Petit-fils de berger, j'ai hérité des 2 passions de mon grand-père depuis mon plus jeune âge. C'est donc tout naturellement que j'ai commencé mon élevage de brebis en 2003 sur la commune du Noyer en Champsaur tout en pratiquant l'apiculture à titre particulier. Depuis 2010, en plus de mes 250 brebis, j'ai 150 ruches à titre professionnel principalement sur le Champsaur. L'apiculture a été pour moi une évidence, je possédais déjà une dizaine de ruches de mon grand-père et, j'ai décidé d'en faire une partie de mon métier. Mon but : élever et veiller à la sauvegarde des abeilles noires de pays, rustiques et donc adaptées à son environnement montagnard. J'essaie de faire un minimum de transhumance pour 2 raisons : 1-Eviter les désagréments occasionnés sur les colonies lors des transports, 2-Valoriser au maximum notre miel de montagne riche de sa diversité florale, Après la floraison printanière très importante au bon développement des colonies, certaines ruches partent sur les châtaigniers de l'Isère, en forêt domaniale de Chambaram. A l'issue de cette transhumance, je récolterais un miel de châtaignier ambré. Trop longtemps sous-estimé, il est aujourd'hui réputé pour la circulation sanguine, on lui reconnaît aussi des propriétés cicatrisantes. D'autres transhument, elles, sur les riches plateaux de Valensole afin de produire un miel de lavande, antiseptique et anti-inflammatoire notoire. Le tiers restant passera l'été au Noyer afin d'y récolter le miel de montagne, riche en pollen dont les vertus médicinales ne sont plus à citer.

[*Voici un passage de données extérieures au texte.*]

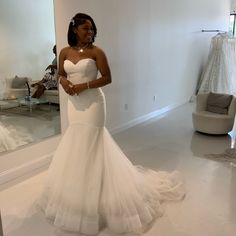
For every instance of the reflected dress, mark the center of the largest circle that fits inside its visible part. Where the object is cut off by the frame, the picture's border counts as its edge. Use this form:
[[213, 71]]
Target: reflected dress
[[91, 183]]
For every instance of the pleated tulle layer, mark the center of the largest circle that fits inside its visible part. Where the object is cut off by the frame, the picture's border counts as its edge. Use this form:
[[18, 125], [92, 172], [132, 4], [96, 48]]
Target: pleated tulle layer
[[92, 184]]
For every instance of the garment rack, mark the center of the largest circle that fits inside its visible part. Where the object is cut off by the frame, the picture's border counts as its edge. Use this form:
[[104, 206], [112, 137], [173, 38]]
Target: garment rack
[[214, 31]]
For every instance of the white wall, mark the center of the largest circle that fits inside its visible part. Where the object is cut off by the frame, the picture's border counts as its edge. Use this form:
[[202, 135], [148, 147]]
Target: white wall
[[233, 6], [155, 48], [27, 37]]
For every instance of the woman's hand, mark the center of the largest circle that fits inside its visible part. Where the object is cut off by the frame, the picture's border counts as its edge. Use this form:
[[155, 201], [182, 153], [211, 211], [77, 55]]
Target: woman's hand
[[78, 88]]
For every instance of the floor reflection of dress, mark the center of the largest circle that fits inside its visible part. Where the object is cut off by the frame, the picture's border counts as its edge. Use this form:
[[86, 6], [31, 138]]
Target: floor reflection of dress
[[91, 183]]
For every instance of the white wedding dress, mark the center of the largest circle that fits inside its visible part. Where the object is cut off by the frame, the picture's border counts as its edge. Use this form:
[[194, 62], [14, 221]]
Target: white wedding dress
[[220, 71], [91, 183], [10, 138]]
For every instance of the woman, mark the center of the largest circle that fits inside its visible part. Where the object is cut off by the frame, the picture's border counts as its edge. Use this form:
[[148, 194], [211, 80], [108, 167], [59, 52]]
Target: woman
[[91, 183]]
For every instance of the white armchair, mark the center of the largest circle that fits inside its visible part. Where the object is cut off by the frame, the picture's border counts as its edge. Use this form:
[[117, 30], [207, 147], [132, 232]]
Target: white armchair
[[11, 92], [212, 123]]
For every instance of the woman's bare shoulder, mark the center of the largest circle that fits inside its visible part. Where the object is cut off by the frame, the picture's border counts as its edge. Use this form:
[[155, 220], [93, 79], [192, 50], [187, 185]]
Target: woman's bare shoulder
[[98, 51]]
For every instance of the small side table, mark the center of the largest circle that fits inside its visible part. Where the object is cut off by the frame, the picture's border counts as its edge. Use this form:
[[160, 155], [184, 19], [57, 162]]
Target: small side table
[[7, 104]]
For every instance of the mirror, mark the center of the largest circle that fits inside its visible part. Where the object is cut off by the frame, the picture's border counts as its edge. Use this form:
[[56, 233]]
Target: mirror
[[26, 46]]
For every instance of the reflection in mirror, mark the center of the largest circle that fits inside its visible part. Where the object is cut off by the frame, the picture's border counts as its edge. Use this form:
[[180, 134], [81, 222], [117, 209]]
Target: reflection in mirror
[[29, 102]]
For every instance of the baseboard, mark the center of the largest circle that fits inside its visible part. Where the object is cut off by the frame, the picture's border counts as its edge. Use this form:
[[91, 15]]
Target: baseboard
[[144, 118], [25, 169]]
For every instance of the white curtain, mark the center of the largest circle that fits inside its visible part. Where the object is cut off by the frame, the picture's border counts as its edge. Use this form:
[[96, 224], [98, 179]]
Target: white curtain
[[219, 74]]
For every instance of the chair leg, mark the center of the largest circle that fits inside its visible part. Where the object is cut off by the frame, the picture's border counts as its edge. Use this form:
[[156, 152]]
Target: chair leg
[[1, 231]]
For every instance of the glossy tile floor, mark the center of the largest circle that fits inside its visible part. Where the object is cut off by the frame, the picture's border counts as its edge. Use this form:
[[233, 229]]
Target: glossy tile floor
[[164, 143]]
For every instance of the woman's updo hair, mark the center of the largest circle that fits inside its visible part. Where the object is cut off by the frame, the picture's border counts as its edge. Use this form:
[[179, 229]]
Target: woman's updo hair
[[79, 19]]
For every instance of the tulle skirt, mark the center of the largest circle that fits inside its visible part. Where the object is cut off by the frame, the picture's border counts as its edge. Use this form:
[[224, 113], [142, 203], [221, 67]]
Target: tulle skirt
[[92, 184]]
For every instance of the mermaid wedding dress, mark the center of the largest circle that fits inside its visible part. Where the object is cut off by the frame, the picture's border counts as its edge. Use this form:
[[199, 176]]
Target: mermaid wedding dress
[[91, 183]]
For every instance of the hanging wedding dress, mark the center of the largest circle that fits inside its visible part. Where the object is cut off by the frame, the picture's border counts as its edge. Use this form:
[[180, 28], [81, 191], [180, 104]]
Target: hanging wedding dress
[[219, 75], [91, 183]]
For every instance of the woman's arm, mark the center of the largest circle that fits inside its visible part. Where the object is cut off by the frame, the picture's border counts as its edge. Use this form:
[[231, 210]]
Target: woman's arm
[[66, 84]]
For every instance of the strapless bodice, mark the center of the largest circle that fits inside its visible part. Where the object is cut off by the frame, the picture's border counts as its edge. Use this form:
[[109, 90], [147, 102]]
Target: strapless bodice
[[84, 70]]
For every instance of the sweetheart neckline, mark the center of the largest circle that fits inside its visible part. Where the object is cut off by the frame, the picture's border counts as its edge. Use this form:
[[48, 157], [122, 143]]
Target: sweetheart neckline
[[79, 60]]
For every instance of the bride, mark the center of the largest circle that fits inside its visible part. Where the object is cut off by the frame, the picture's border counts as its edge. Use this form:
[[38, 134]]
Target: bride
[[91, 183]]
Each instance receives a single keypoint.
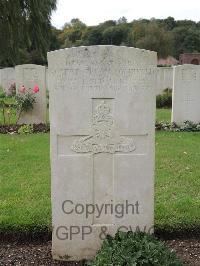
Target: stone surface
(164, 79)
(7, 77)
(186, 94)
(30, 75)
(102, 108)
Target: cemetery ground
(25, 211)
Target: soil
(34, 253)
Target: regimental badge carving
(104, 138)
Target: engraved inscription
(103, 139)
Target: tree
(156, 39)
(72, 33)
(24, 25)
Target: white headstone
(102, 106)
(30, 75)
(186, 94)
(7, 78)
(164, 79)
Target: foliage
(165, 99)
(165, 36)
(134, 249)
(11, 90)
(25, 129)
(25, 30)
(187, 126)
(25, 99)
(2, 93)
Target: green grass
(25, 182)
(163, 115)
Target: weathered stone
(102, 108)
(186, 94)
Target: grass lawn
(163, 115)
(25, 181)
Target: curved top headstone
(102, 114)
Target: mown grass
(25, 182)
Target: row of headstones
(184, 80)
(164, 78)
(28, 76)
(102, 114)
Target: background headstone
(30, 75)
(164, 79)
(102, 108)
(7, 77)
(186, 94)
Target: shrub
(25, 99)
(2, 93)
(134, 249)
(11, 90)
(165, 99)
(25, 129)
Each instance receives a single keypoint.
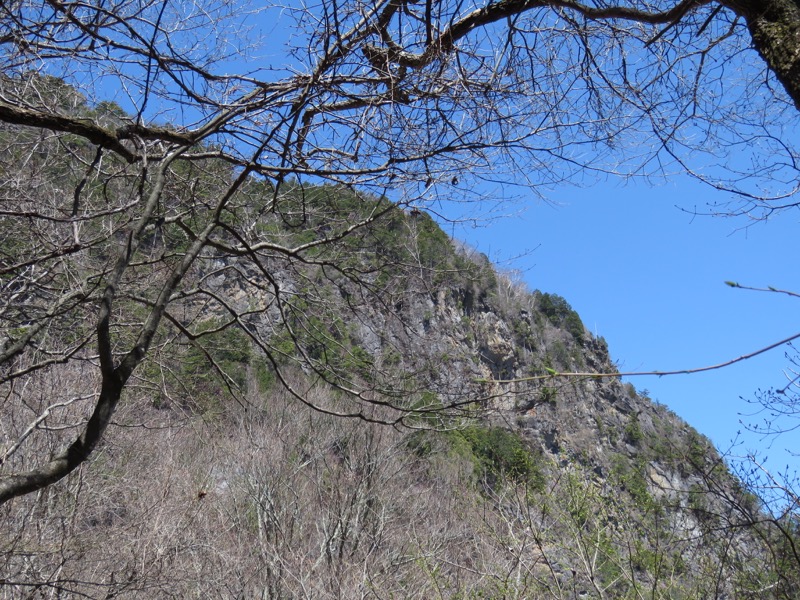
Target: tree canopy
(117, 225)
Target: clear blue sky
(649, 278)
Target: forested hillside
(240, 358)
(329, 409)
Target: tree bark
(775, 28)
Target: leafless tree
(120, 228)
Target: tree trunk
(775, 28)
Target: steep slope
(471, 466)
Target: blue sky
(649, 277)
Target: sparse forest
(239, 358)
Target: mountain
(342, 402)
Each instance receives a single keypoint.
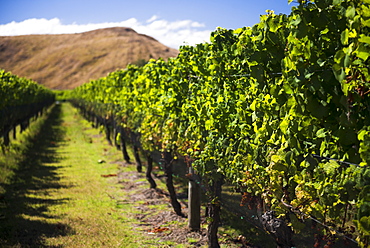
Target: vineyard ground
(62, 185)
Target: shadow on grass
(26, 200)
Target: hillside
(65, 61)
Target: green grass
(53, 194)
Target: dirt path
(59, 194)
(66, 187)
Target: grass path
(54, 194)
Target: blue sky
(171, 22)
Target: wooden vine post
(194, 201)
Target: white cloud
(151, 19)
(173, 34)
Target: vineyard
(279, 111)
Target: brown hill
(65, 61)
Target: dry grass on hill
(68, 60)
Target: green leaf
(321, 133)
(363, 52)
(344, 37)
(284, 125)
(330, 167)
(350, 12)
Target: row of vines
(20, 100)
(280, 110)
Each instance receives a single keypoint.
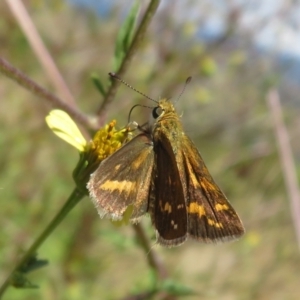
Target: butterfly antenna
(134, 106)
(188, 80)
(115, 76)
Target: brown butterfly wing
(167, 205)
(211, 218)
(124, 179)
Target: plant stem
(15, 74)
(74, 198)
(133, 47)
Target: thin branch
(153, 259)
(26, 24)
(286, 157)
(7, 69)
(133, 47)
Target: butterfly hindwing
(124, 179)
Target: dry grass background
(226, 115)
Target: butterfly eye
(156, 112)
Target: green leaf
(125, 36)
(175, 288)
(98, 84)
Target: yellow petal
(64, 127)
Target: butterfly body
(160, 171)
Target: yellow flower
(64, 127)
(105, 142)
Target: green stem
(74, 198)
(133, 47)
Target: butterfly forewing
(211, 218)
(167, 203)
(124, 179)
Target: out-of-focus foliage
(226, 115)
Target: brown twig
(133, 47)
(286, 157)
(19, 11)
(7, 69)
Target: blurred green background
(224, 111)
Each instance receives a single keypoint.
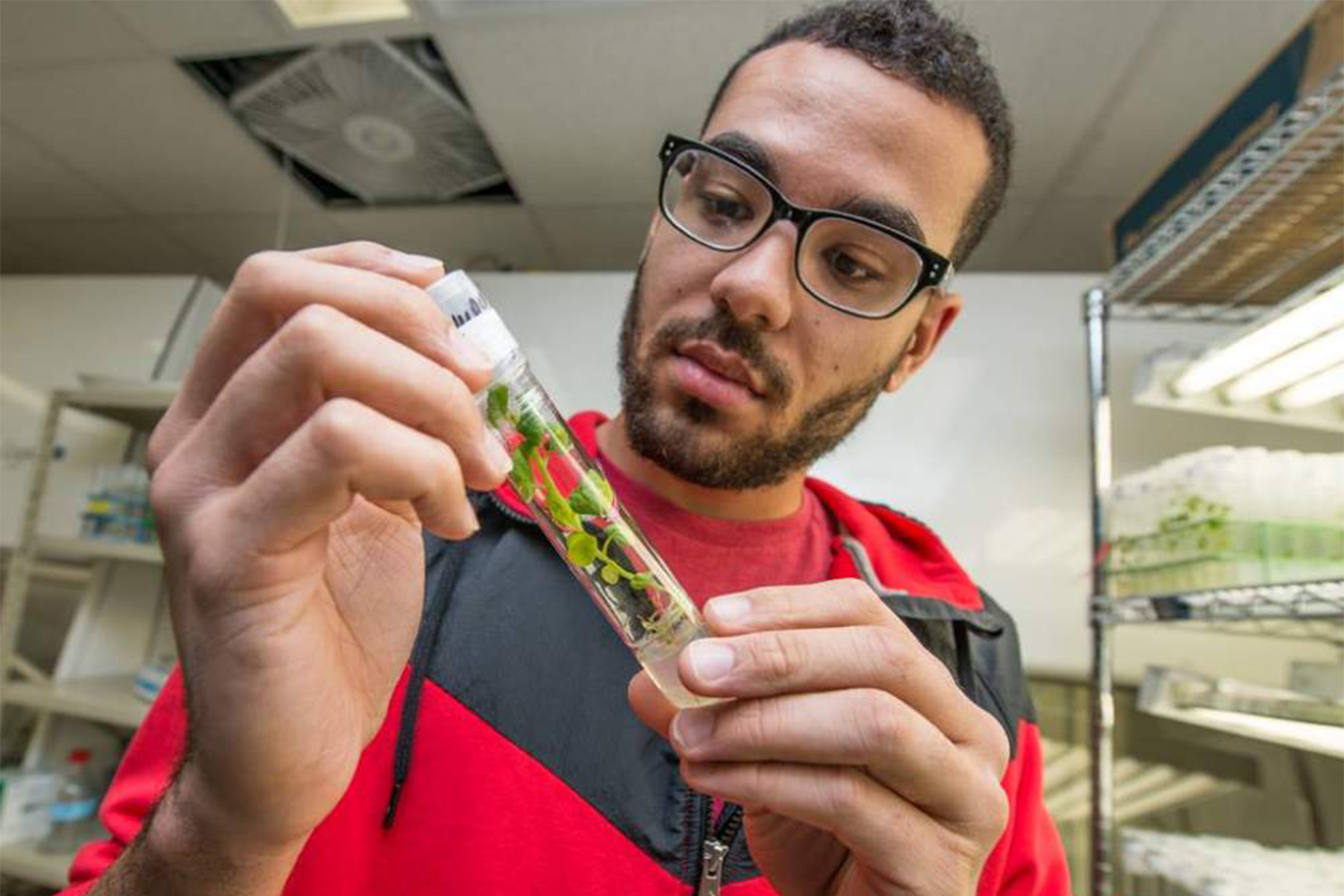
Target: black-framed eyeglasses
(851, 263)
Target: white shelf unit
(70, 689)
(1195, 269)
(27, 863)
(108, 699)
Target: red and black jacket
(511, 763)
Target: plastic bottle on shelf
(73, 812)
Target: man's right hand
(328, 416)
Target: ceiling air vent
(371, 123)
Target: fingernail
(417, 263)
(693, 727)
(728, 608)
(499, 460)
(710, 659)
(461, 351)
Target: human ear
(935, 322)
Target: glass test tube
(574, 504)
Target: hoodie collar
(900, 556)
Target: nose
(757, 284)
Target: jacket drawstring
(422, 659)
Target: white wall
(988, 445)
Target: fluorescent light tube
(1311, 392)
(1312, 317)
(319, 13)
(1312, 358)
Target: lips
(720, 363)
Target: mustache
(731, 336)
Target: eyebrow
(881, 211)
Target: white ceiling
(113, 160)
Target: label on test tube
(475, 317)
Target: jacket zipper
(714, 848)
(507, 511)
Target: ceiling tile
(34, 185)
(16, 253)
(575, 105)
(1064, 236)
(996, 250)
(476, 236)
(225, 241)
(195, 26)
(48, 32)
(596, 238)
(105, 246)
(1169, 99)
(148, 134)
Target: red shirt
(712, 556)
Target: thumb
(418, 271)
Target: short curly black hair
(911, 40)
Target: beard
(680, 440)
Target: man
(878, 740)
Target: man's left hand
(860, 764)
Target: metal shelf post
(1102, 699)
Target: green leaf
(496, 405)
(561, 440)
(559, 509)
(581, 548)
(521, 476)
(531, 427)
(591, 495)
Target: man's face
(731, 375)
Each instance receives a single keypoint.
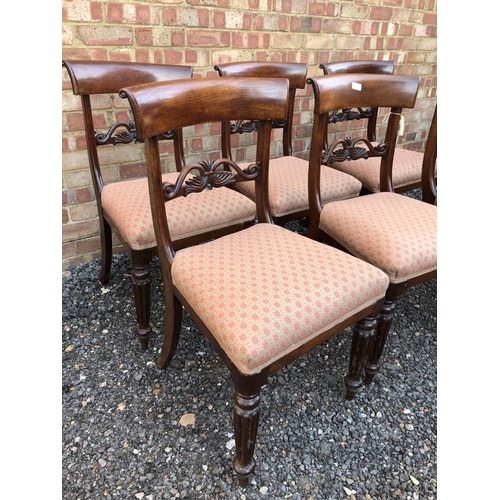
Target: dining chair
(263, 296)
(288, 173)
(392, 231)
(407, 164)
(123, 205)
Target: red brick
(105, 35)
(96, 11)
(382, 13)
(65, 216)
(114, 12)
(133, 171)
(219, 18)
(317, 8)
(144, 36)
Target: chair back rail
(332, 92)
(371, 67)
(170, 105)
(296, 73)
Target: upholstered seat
(289, 298)
(404, 246)
(123, 206)
(288, 186)
(127, 205)
(392, 231)
(288, 197)
(406, 170)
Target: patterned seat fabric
(289, 298)
(288, 185)
(396, 233)
(406, 170)
(127, 204)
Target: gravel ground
(124, 432)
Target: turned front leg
(384, 325)
(246, 422)
(362, 340)
(141, 285)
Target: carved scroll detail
(347, 114)
(125, 137)
(210, 175)
(242, 127)
(347, 149)
(130, 136)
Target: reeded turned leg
(141, 285)
(384, 325)
(362, 340)
(246, 422)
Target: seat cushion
(266, 290)
(288, 177)
(127, 205)
(396, 233)
(406, 169)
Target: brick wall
(203, 33)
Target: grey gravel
(122, 435)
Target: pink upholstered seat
(392, 231)
(289, 298)
(406, 170)
(403, 246)
(288, 196)
(263, 296)
(127, 205)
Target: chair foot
(372, 366)
(173, 322)
(143, 335)
(106, 251)
(362, 340)
(141, 285)
(246, 421)
(352, 387)
(370, 372)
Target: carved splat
(208, 175)
(128, 137)
(125, 137)
(348, 149)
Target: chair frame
(370, 113)
(264, 100)
(90, 78)
(346, 67)
(335, 92)
(296, 73)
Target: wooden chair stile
(263, 296)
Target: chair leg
(246, 422)
(141, 285)
(384, 325)
(173, 322)
(106, 251)
(362, 340)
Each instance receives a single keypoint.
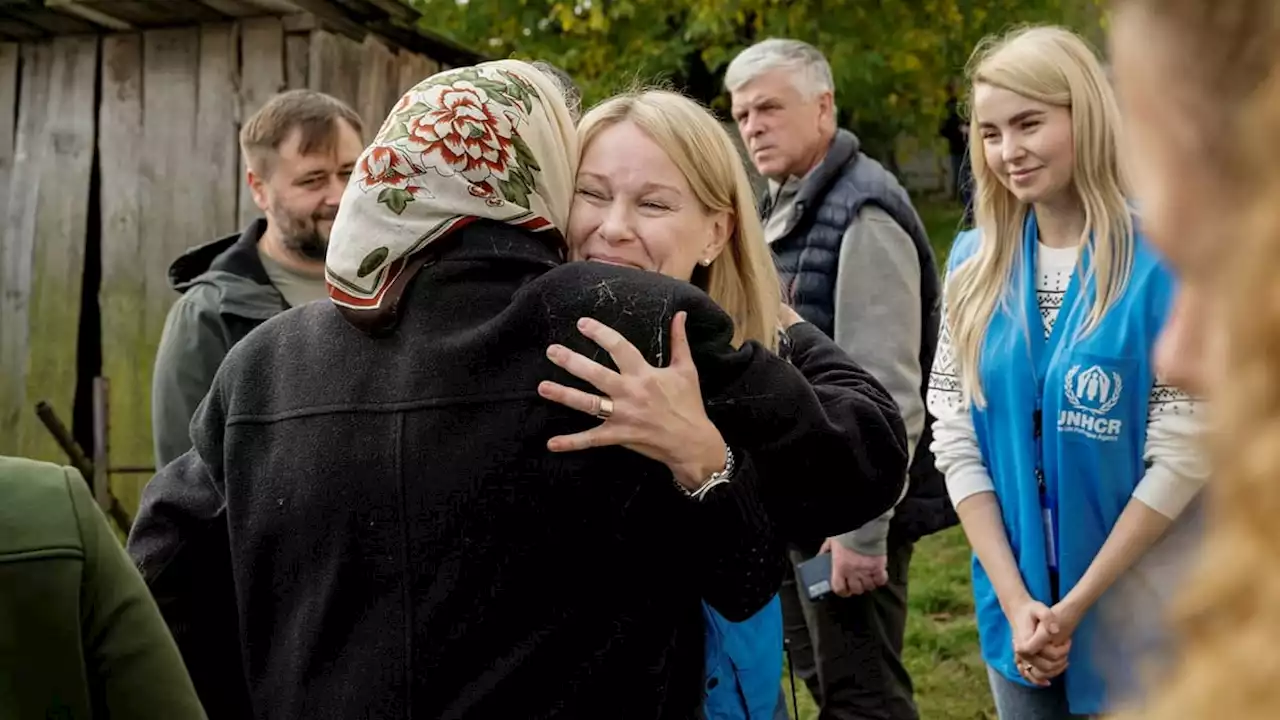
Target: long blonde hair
(1228, 619)
(743, 281)
(1051, 65)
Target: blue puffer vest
(808, 255)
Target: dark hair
(314, 114)
(568, 89)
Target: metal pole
(74, 452)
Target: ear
(257, 188)
(722, 229)
(827, 109)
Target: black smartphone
(816, 575)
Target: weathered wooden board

Après la récolte, une partie du miel part chez notre confiseur artisanal champsaurin qui nous les transforment en sucettes et bonbons. En ce qui concerne les savons, le miel est transformé dans une petite fabrique des Alpes du Sud. Pendant ce temps, les colonies abordent sereinement l'hiver, une moitié dans le sud du département tandis que l'autre moitié reste en sédentaire sur le Noyer.